Derribado el último límite de la expansión capitalista, sólo restaba el remate de todo lo que representase un compromiso anterior entre capital y trabajo. En el menemato vivimos el ocaso de la cooperación social y el arrebato de todo futuro digno de ser habitado. En los años 90 se paseaban los espectros de un mundo potente e incompleto que ya no tenía sitio.
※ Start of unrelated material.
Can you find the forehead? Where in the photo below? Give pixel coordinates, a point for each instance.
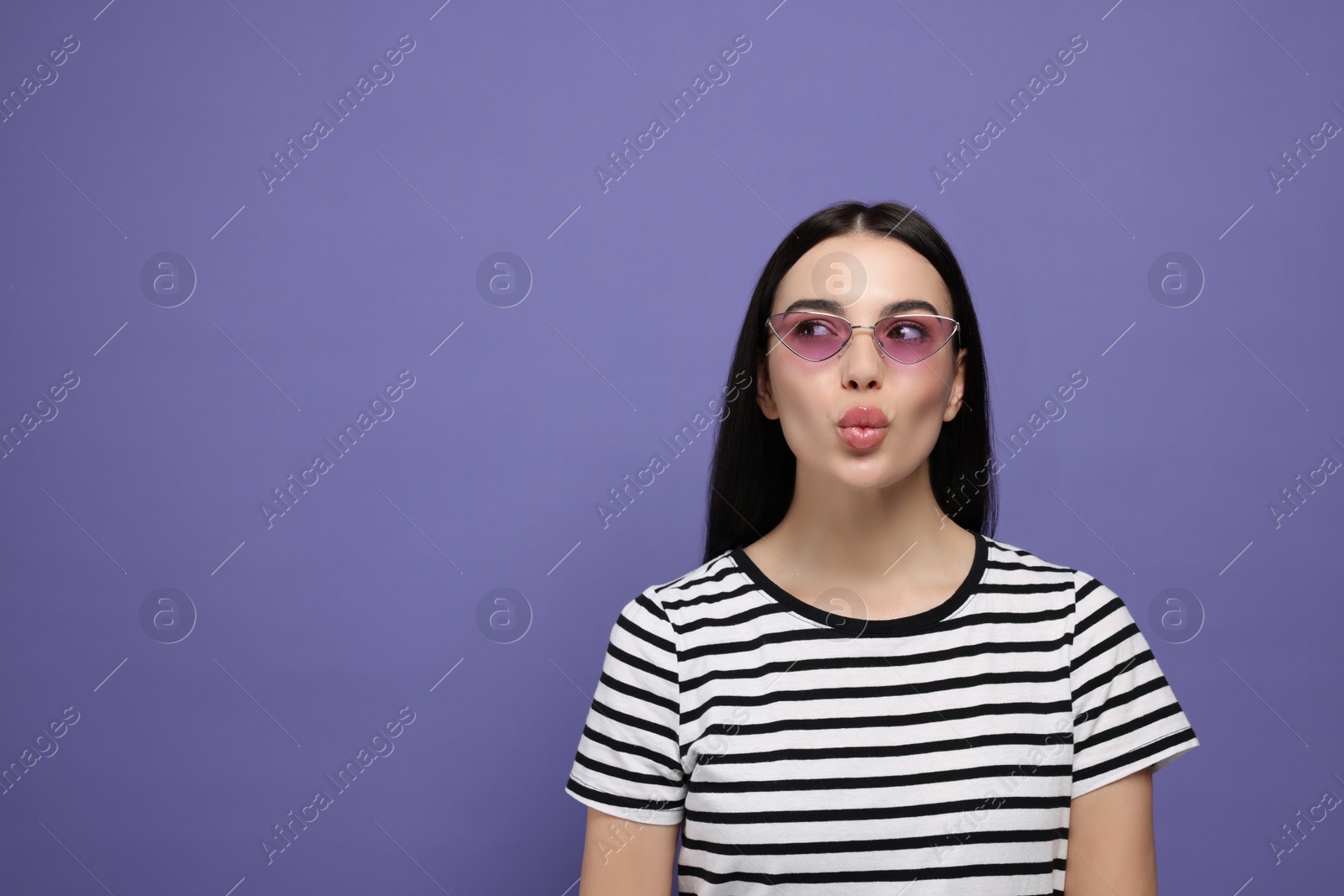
(862, 275)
Nunca se destacará lo suficiente que la resistencia cotidiana en las calles argentinas fue emprendida por los jubilados y los pensionados, conducidos por Norma Plá. La idea más extendida sobre esa década supone que la reestructuración capitalista sucedió como si nada, sin luchas, sin negatividad alguna. Es una fachada que logró imponerse, pero tras ese cartón pintado la vida de las masas se desarrollaba sin paz ni mañana, con el odio de clase a flor de piel, con los cuerpos exhaustos por el terror inflacionario. En ese mundo en ruinas, como el Albergue Warnes implosionado, surgían iniciativas minoritarias muy potentes aunque condenadas a perder, a desdibujarse en la montaña de mercancías propiciadas por la ficción monetaria. Pero todavía resistían muchos lazos sociales forjados en décadas de luchas, en una sociabilidad que aún partía de una comunidad. ¿Se imaginan hoy en día algo como Radio Olmos, aquél famoso concierto en la cárcel?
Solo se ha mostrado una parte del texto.